The problem confronting Mr Martin in Cookstown lies in a bottleneck on the Dodder Valley sewerage network near the N81 Tallaght bypass dual carriageway. Large volumes of storm water flow into the system when it rains heavily, risking floods of noxious waste water.

Irish Water has been assessing the situation since 2018, with survey work almost complete. “We will have a clearer view as to what solutions are required by July,” it said. “Once we have identified the upgrades required, we will invest in the networks to provide the capacity to support housing, subject to funding and planning approvals.”

The Blanchardstown Regional Drainage Scheme is one of a number of Irish Water projects under way. Photograph: Irish Water

Withdrawal of certs

Just when any capital or remedial work might be done remains uncertain. But emerging data on the sewerage constraints led Irish Water to withdraw certificates of feasibility it previously issued for two fast-track planning applications that are already in process and are supposed to deliver a total of 1,274 apartments. These are from Square Foot Property Services whose plans are submitted as Glen Abbey Complex SHD and from Joseph Costello Absolute Limousines.

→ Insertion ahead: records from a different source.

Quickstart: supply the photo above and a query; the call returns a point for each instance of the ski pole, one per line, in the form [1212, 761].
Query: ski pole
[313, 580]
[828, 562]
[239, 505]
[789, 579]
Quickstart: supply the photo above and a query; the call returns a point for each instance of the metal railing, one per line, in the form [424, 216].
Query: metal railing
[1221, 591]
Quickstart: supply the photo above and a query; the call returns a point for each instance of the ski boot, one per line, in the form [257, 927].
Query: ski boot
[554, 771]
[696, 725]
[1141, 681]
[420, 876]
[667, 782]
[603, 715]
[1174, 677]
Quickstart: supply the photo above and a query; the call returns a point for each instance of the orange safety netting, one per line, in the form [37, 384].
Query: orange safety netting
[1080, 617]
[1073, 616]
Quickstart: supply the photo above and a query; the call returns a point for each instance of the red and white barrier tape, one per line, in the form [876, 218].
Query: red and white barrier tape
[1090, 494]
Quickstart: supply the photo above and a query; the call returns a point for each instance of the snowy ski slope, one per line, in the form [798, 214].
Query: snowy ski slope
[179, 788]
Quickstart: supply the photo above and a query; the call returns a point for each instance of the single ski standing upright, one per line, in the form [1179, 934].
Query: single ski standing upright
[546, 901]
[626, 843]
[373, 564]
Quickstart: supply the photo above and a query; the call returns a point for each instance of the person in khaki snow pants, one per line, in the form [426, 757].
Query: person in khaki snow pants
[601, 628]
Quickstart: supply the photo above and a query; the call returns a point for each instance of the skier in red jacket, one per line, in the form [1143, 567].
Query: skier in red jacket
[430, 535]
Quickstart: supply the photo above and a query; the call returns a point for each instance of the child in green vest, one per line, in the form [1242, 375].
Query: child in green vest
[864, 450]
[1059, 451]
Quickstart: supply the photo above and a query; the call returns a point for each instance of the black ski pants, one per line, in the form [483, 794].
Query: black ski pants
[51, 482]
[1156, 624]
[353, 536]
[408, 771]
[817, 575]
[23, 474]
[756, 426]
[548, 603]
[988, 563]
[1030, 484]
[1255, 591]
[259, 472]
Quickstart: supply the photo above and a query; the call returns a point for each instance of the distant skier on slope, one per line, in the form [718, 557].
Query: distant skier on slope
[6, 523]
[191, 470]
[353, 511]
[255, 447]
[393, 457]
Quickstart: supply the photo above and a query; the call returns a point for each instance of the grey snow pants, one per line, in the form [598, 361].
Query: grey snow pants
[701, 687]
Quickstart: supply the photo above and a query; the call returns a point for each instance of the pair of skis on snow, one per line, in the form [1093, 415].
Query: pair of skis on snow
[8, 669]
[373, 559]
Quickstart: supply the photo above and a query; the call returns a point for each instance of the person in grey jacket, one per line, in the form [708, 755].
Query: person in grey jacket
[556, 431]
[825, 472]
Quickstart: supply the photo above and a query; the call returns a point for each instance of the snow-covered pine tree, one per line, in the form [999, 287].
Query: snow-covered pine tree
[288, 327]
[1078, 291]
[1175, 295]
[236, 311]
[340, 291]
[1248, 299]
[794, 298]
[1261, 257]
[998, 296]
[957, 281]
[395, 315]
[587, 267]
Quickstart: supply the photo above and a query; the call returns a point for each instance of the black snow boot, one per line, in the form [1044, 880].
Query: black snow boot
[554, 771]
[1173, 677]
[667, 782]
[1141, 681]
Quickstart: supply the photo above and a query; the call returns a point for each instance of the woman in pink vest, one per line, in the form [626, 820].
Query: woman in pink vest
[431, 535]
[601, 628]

Property industry sources said such applications simply can’t proceed without the paperwork, so the move has interrupted the delivery of new homes.

Like councillors throughout the State, members of South Dublin County Council dislike SHD fast-track planning schemes because they cut the local authority from the approval process. Still, they say Irish Water’s move to declare two feasibility certificates invalid has raised questions over the prospects of other housing projects proceeding in Cookstown and other parts of Tallaght.

“I didn’t support these two projects and I’m not heartbroken over the rescinding of the certificates,” said Mick Duff, an Independent councillor for Tallaght. But he added: “What impact will it have on proposals for student accommodation and other family homes that are being proposed in those areas?

“In the middle of a housing crisis it can be very significant... even on the small-scale plans that South Dublin County Council would have for the provision of accommodation for elderly people or single or two-bed units in the central Tallaght area. Have we taken into account this apparent bottleneck in the waste water system?”

Such problems are not confined to Dublin. Seán Canney, Independent TD in Galway East, said several new housing projects were being held back in Athenry, Craughwell, Corrofin and Abbeyknockmoy because of the lack of sewerage capacity. “They’re all gone off the agenda. There is nothing happening with them and Irish Water don’t have any money to do anything about them,” he said.

“We’re talking about building houses and we don’t have the infrastructure. If you want to build affordable houses, rather than building them in the cities you should be building them in the towns and the villages and doing your regeneration as well as actually bringing people to live there.”

Mr McConnell, the consultant, cautioned that there was no quick solution. “There has been decades of under-investment in sewerage networks and waste water treatment plants throughout Ireland and Irish Water essentially inherited a basket case,” he said.

“They have some of the best technical minds working for them. But even if they were given unlimited budgets, they physically couldn’t upgrade everything to the standard within relatively short periods of time.”